LES DÉPUTÉS DU PARTI QUÉBÉCOIS TRAVAILLENT POUR LE QUÉBEC ET LES QUÉBÉCOIS…
Longueuil, le 16 décembre 2011 – Les députés du Parti Québécois de l’agglomération de Longueuil, Monique Richard (Marguerite D’Youville), Martine Ouellet (Vachon), Marie Malavoy (Taillon) et Bernard Drainville (Marie-Victorin), sont particulièrement fiers de leur session parlementaire qui a pris fin vendredi dernier. « Nous avons défendu et protégé les valeurs du Québec, et nous avons porté des idées nouvelles pour le bien-être des Québécois », ont-ils déclaré lors d’une conférence de presse.
Entre autres batailles menées en Chambre, celle, gagnée, pour l’obtention d’une enquête publique sur la corruption et la collusion dans l’industrie de la construction. « Oui, la persévérance nous a bien servis !, ont affirmé les députés. Le gouvernement s’est enfin rendu à l’évidence et a donné tous les pouvoirs nécessaires à la juge Charbonneau. Maintenant, l’important, c’est de s’assurer que l’enquête soit menée à terme. »
En matière d’éducation, le gouvernement fait la sourde oreille aux propositions.

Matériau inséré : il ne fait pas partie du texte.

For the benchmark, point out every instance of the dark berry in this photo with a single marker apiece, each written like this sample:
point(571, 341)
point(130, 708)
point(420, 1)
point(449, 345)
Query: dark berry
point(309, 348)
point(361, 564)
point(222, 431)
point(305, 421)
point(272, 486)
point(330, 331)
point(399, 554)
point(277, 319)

Le premier ministre a fait de l’éducation une priorité lors de son discours inaugural, mais les gestes qu’il a posés depuis le démontrent-ils ? « Par exemple, illustre la députée de Taillon et porte-parole de l’opposition officielle en matière d'enseignement supérieur et de prêts et bourses, Marie Malavoy, j’ai dénoncé – de même que les mouvements étudiants – la hausse draconienne des frais de scolarité : 75 % sur cinq ans ! C'est un sérieux frein à l'accessibilité aux études pour la classe moyenne. Par ailleurs, dans la foulée des tragédies vécues par les victimes d’intimidation dans nos écoles, notre chef, Pauline Marois, a exigé une révision du plan d’action en matière d’intimidation et de violence à l’école auprès du premier ministre Jean Charest et de sa ministre de l’Éducation, Line Beauchamp. Mais rien ne bouge et le gouvernement se contente de bonnes paroles. »
Face à Ottawa, le gouvernement Charest ne fait pas le poids.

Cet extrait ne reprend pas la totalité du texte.